To take care of the rest of the nutrients that he simply presumes are low, he uses a powder called the Energy Revitalization System,which contains about 50 different nutrients at optimally high levels. One scoop is the therapeutic dose, and one-half scoop is the maintenance dose.

The single most important nutritional deficiency in this disease is in magnesium. The pain will not go away unless you get it up.

This powder contains amino acids among other things. They will build glutathione, the lack of which is a key part of the immune dysfunction in this illness. They will also build neurotransmitters. The B vitamins in the powder will help the cells to produce energy. Some people get diarrhea from the magnesium in the powder. They should reduce the dosage to one-half scoop. The powder has whey as a protein source. Most people are not allergic to it, but some are. There is no calcium in the powder, because that should be taken at bedtime.

For osteoporosis, calcium helps a little, but adding this powder helps more.
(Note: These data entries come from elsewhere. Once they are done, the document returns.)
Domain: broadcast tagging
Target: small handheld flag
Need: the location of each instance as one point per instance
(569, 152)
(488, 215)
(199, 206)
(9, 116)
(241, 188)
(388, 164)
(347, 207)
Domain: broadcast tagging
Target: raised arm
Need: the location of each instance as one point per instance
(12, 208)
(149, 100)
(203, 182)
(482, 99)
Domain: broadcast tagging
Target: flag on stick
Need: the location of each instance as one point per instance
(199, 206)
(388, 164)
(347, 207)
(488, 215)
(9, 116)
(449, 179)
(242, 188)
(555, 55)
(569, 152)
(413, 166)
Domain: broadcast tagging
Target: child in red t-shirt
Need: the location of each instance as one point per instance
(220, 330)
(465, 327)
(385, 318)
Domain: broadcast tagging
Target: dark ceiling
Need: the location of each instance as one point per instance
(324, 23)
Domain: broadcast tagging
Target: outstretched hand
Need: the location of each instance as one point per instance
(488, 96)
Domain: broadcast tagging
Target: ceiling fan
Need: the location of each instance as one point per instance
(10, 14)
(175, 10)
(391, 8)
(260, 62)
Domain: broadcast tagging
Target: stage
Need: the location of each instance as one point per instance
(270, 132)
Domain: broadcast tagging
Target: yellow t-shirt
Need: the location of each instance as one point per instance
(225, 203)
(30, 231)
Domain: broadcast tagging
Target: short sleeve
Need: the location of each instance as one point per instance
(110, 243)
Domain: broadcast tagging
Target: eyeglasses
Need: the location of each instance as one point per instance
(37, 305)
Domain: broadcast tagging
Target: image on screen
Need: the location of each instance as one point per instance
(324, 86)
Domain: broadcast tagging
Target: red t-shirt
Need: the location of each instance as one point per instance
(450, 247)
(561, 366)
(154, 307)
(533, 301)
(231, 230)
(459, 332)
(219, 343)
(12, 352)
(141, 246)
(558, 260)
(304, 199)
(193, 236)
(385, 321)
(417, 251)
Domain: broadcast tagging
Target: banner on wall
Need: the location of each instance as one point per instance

Even better is strontium at 680 mg per day. A paper in the New England Journal of Medicine showed that strontium can produce a four percent increase in bone density per year.

Lab Tests

The most important lab tests to get, in Dr. Teitelbaum's opinion,
are as follows:
Free T4
Iron levels
B12 level
Blood chemistry panel
Complete blood count
Sed rate
Stool testing
Morning cortisol and DHEA
IgE for allergies

See his website for priorities.

Mind-Body Factors - Dr. Teitelbaum said that on a zero to ten scale rating how they feel, his patients average at 3.5 at the beginning, and at 7 or 7.5 with his treatment. He said that if a patient feels that they would like to see a psychotherapist, that's fine, but they should make sure that this is a one-syllable word. In other words, they go to one that actually helps them rather than causing them more problems. If it is not helping, they should stop and find another one.

Patients should recognize that most of the time when we are worrying, we are not actually in imminent danger. If we realize that, our adrenals will calm down. He said that even if there is a bullet two inches away moving toward your head, and thus you are in imminent danger, you still shouldn't worry, because it will be over soon!
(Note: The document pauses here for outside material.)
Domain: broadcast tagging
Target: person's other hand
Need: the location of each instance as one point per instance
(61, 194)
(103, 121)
He recommends being gentle with yourself.

Pay attention to your feelings, not to what your brain tells you, because it will tell you what you have been trained to do to get approval, and it isn't helpful if you are overly driven to do that.

Do not try to make up for lost time if you start to feel better.
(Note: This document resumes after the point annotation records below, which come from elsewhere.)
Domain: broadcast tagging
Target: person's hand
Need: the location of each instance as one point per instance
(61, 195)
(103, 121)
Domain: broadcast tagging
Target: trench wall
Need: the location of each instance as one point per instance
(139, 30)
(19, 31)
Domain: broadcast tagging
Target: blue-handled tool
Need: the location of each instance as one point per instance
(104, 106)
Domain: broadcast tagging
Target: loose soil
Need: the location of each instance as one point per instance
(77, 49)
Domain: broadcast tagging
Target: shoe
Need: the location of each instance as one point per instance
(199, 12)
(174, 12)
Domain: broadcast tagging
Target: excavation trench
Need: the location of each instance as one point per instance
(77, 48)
Exercise - Start by walking only as far as you can and still feel good afterward and better the next day. Then increase the distance slowly. Keep in mind that your body is not able to generate energy aerobically if you have CFS.

Doctors and Final Comments

Dr. Teitelbaum said that many people with CFS/FM are angry with their doctors, but he asked us to please keep in mind that under our managed care system, your doctor can only spend about seven and one-half minutes with you. What's more, your doctor may not be trained to deal with CFS or FM.

You need to see someone who can take the time needed to treat you properly, and who knows how to treat CFS/FM. Dr. Teitelbaum said hecan train a doctor to do this in two days, and he offers workshops to do it. He has a referral list of doctors who have taken his workshops. He also offers a computer program on his website that will analyze your medical history and blood tests, and will recommend a treatment protocol. If you are covered by Medicaid, it will be free. If you do his short-form test, it costs $88. If you want the program to produce a complete medical report for your doctor, it costs somewhat more.

His main message was that chronic fatigue syndrome and fibromyalgia are treatable, and that many people can be helped to feel healthy using his protocol.